Tuesday, November 11, 2008

Herding Lesson

Yesterday I had a herding lesson with Bug. Katrin and Monty are most likely going to be seeing a new trainer who is closer (about 1 hr+) and I asked if I could schedule a lesson with her too. I had yesterday off, which made it an attractive opportunity.

It was a REALLY good lesson. Bug was completely stressed out initially. No interest in me or the sheep. We know he doesn’t generalize well and Diane’s pen is sand with lights (our lesson was at 7pm). Ohh,,,,scary.

I felt like Diane did a great job getting Bug all jazzed up about the sheep – she let him really rip after them and move them in and out of two pens.

I was the biggest issue. My desire to “help” my dog. I have more or less lost this bad habit when it comes to agility, but it is rearing its ugly head in herding. Diane said it is surprising because people who don’t know what they are doing typically don’t try to help, they don’t do anything. Yup, that’s me. Helper extraordinaire. Oi! I know why NOT to help, but in new learning experiences I revert to my original helper default.

I also found myself getting tunnel vision and focusing so much on Bug or the sheep that I literally could not hear Diane! She had me going crazy for the sheepies trying to get Bug crazy too. It worked. At one point she grabbed a hold of a sheep’s leg and yanked on it – then released. She feels this makes Bug feel like he’s chasing the sheep away. He was definitely keyed up about this. When Colleen tried that during our first lesson he tried to leave the pen. This time he was only a few feet from Diane, leaping and very interested.
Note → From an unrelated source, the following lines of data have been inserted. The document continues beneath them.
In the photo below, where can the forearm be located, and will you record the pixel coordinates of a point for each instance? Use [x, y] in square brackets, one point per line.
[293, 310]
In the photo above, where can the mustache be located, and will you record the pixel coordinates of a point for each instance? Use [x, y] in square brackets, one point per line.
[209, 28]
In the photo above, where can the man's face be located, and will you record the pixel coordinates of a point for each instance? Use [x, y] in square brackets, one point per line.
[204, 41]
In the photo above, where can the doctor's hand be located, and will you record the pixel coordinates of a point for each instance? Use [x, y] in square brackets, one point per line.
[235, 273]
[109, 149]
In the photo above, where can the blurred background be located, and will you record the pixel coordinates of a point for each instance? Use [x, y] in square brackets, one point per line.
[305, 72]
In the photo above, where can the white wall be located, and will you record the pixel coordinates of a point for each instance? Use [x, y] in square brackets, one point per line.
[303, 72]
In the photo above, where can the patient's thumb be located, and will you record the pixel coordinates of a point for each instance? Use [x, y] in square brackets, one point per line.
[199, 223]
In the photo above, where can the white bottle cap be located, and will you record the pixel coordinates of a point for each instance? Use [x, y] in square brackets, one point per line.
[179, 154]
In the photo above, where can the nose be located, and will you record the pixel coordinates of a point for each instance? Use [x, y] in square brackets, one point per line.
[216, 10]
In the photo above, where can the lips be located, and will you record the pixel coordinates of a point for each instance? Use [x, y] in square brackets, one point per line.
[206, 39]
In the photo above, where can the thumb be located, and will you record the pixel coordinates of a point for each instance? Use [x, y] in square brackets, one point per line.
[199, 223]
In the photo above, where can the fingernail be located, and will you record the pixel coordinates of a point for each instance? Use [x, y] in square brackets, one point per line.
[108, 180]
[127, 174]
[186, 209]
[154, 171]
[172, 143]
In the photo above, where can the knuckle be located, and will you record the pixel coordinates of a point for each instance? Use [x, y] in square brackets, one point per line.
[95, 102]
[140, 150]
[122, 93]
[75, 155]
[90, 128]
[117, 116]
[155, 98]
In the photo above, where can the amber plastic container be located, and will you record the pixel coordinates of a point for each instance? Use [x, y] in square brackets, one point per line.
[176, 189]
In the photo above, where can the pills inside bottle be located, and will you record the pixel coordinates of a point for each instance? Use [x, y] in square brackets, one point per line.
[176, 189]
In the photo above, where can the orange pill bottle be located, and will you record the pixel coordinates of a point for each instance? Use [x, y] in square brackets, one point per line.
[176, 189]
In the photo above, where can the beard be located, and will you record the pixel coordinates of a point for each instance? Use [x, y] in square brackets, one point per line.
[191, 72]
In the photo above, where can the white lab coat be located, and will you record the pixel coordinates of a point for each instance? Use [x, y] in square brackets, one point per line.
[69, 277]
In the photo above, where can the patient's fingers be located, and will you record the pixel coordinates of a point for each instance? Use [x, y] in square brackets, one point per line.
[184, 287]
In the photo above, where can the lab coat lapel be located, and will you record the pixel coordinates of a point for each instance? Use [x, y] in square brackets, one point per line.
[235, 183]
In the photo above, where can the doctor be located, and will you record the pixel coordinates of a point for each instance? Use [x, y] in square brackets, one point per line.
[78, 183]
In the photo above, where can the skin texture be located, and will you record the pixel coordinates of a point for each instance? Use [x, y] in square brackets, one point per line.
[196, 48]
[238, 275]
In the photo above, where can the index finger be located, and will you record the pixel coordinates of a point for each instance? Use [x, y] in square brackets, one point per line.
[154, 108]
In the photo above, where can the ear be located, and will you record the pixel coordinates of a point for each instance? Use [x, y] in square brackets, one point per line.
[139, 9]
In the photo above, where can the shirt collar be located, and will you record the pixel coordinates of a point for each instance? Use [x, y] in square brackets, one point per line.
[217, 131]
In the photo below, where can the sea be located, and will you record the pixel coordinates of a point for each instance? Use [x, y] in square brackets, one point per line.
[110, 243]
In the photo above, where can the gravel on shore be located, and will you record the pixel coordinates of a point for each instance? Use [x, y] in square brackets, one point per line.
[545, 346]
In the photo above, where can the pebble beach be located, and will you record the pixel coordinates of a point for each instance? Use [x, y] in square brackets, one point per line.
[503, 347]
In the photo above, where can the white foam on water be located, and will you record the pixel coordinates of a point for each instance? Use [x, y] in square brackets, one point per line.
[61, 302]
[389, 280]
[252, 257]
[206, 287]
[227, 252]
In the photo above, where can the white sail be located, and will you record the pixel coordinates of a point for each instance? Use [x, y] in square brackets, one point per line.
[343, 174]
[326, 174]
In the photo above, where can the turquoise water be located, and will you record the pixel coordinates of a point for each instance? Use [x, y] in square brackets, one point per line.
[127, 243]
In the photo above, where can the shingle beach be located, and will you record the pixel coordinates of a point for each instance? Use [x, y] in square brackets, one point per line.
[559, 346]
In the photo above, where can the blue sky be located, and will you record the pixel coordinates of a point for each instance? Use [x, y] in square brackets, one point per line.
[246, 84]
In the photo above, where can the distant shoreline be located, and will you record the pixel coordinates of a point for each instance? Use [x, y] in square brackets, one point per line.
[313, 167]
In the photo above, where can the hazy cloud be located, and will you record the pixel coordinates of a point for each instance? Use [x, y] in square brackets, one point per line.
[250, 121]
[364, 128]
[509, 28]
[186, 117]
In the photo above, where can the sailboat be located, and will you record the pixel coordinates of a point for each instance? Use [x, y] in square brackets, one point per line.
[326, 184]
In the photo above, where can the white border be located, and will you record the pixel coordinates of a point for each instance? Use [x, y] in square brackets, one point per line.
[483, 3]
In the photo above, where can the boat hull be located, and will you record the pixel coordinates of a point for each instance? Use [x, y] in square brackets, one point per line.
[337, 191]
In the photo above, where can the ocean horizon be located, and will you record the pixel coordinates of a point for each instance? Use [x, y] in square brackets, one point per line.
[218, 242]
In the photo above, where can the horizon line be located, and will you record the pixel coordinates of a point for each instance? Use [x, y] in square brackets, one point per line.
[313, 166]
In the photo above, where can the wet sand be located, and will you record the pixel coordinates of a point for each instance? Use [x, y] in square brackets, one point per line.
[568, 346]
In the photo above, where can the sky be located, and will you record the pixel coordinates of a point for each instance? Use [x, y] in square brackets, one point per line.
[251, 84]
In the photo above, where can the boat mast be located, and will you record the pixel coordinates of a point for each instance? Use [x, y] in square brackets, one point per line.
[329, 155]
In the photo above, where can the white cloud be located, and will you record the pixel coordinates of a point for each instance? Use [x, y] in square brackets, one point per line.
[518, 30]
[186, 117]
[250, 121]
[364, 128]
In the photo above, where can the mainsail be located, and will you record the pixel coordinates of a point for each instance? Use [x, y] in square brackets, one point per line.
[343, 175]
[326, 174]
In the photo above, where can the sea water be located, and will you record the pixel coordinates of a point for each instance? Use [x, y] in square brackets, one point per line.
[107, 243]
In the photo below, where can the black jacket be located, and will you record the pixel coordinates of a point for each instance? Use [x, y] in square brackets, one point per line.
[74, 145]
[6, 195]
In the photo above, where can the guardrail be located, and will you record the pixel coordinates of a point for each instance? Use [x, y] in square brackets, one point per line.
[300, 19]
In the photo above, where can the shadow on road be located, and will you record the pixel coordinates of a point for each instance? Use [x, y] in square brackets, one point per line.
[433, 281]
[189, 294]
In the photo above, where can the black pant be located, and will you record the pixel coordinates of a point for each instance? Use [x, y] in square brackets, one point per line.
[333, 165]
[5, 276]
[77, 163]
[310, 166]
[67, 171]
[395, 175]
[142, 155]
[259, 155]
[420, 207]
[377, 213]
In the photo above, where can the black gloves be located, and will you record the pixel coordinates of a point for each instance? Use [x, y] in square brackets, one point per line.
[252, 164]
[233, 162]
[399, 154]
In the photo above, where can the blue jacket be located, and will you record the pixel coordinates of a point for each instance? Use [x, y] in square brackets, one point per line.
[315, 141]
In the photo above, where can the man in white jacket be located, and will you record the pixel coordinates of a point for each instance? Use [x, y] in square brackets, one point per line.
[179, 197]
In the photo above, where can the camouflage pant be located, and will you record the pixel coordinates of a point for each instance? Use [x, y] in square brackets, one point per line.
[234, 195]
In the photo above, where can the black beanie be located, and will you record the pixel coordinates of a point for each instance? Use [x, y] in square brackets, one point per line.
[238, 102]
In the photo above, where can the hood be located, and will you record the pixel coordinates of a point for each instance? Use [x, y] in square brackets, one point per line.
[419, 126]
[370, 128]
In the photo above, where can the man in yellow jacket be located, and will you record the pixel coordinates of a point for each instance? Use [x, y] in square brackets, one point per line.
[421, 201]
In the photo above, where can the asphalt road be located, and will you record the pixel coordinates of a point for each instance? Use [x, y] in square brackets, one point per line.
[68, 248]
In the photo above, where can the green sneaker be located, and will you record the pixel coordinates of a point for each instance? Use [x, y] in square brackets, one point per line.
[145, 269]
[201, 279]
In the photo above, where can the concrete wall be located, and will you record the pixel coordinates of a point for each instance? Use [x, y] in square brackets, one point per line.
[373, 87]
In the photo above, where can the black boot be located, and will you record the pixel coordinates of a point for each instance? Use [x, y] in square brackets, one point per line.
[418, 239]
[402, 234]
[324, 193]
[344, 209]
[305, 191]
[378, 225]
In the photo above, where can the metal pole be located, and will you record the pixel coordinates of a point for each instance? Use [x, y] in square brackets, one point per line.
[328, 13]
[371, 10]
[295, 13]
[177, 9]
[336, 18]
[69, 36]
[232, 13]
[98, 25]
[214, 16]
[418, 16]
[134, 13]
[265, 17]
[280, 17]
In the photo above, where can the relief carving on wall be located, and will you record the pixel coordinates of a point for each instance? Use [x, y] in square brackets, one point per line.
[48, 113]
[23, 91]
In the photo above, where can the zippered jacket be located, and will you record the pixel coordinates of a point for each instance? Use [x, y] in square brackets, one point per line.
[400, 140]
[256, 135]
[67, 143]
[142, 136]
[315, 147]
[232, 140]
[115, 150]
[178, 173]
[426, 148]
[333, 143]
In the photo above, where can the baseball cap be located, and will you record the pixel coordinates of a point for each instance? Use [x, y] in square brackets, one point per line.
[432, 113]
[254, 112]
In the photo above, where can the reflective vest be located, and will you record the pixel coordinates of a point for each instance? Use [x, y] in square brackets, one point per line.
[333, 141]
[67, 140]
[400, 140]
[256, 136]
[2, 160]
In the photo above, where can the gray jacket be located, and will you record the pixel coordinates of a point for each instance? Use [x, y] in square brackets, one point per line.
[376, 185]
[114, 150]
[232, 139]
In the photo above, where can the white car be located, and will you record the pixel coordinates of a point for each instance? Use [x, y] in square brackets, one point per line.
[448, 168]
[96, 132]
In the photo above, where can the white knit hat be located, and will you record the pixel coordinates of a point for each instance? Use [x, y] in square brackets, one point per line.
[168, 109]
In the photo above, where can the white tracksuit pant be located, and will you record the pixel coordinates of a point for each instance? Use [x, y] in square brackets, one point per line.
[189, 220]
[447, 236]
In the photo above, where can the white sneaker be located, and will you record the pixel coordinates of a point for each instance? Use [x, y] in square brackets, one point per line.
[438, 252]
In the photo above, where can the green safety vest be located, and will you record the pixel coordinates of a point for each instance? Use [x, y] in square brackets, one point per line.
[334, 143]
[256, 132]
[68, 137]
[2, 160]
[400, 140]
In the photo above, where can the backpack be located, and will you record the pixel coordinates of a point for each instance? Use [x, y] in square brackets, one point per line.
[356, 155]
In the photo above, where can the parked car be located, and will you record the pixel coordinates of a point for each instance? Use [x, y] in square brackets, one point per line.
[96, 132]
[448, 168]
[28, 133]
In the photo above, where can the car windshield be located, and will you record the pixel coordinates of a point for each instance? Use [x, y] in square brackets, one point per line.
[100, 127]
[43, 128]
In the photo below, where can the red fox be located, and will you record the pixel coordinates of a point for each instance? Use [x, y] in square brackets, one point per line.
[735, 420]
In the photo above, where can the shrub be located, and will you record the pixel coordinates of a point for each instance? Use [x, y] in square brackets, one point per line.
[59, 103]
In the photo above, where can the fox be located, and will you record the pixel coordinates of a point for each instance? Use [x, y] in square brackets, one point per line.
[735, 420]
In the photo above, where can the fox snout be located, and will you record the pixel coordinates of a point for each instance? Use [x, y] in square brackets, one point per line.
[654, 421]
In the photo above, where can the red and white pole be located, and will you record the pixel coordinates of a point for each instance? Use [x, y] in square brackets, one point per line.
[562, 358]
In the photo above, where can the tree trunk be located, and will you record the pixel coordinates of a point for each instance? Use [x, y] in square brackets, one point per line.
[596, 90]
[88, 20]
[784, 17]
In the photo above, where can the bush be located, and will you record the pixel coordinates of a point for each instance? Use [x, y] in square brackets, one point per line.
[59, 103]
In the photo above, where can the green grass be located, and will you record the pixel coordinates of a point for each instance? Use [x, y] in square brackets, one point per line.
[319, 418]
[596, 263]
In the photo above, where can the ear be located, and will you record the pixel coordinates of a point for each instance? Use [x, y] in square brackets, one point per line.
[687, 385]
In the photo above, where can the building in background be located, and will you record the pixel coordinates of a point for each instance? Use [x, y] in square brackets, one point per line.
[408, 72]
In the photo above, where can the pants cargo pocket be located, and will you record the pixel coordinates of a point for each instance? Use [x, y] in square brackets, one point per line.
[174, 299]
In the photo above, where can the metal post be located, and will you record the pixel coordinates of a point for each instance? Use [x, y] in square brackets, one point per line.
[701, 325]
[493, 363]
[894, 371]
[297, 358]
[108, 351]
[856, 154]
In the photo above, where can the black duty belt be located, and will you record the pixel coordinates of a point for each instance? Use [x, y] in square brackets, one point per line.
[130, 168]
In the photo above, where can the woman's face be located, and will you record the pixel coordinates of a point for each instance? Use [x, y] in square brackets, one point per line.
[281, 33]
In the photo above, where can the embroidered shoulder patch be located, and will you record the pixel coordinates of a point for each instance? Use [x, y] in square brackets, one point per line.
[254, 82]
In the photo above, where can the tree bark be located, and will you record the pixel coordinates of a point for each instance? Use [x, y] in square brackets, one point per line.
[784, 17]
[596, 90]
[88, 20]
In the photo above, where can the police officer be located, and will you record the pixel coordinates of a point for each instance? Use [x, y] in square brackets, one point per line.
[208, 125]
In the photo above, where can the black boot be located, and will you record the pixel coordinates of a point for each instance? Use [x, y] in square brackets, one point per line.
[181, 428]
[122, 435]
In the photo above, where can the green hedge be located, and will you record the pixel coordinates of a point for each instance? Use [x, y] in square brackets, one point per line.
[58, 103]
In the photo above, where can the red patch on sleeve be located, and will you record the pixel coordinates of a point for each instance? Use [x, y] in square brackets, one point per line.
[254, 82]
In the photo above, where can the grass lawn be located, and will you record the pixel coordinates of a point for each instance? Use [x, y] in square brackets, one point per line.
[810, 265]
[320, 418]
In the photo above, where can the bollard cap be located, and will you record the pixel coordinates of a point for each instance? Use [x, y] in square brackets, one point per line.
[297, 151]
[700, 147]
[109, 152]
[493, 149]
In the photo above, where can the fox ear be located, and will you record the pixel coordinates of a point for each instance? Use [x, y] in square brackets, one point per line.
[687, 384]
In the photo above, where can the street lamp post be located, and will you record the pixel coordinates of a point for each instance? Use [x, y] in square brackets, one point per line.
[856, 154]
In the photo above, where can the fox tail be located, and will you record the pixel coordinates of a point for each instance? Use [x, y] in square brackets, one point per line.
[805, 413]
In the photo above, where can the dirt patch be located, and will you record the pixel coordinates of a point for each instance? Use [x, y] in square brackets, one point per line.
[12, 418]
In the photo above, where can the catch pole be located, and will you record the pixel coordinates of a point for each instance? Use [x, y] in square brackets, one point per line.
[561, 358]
She had me do the same thing later.

I have a lot to think about. I learned a boatload from Katrin and Monty’s lesson – including the doggie two step and what coming in on balance means. Coming in on Balance means once the dog has circled about and collected the sheep he comes in toward you – keeping the sheep between you and him without pushing them past you. Then the handler steps through the sheep and directs the dog in the opposite direction to collect the sheep and come in on balance. And this is the Doggie Two Step. I also got to watch Monty drive the sheep which was very cool.

I was pretty stressed and uncomfortable. Not in a bad way, but it was a lot to take in. Now I need to decide what I am going to do for future lessons. Right now I haven’t a clue. I like how Diane got Bug revved up – she feels like I should be focusing more on getting Bug crazy about the sheep and building his confidence – worry about the other stuff later. I like how she taught – lots of explanations and she was very hands off with Bug. And he wasn’t worried about her at all – he was more worried about the new location. This was a big concern of mine because it appears that a lot of the herding trainers lean more toward compulsion which makes me uncomfortable on many levels and wouldn’t be effective with Bug’s personality.

I guess I will have to make a list of pros and cons and see what I think. I do not think one lesson is really enough to tell if I should switch trainers. However, Diane doesn’t think it’s a good idea to be training with two different people when you are a novice and I agree with that. Argh!!! Confusion is my middle name. Fortunately I do not need to make a decision today.

I will have to ask Katrin about Monty - when Bug got home he was licking his paws like mad. I think the sand might have bothered them. If I do continue to take lessons with Diane I am sure his paws will toughen up (although they should be pretty tough from all the pavement walking we do!).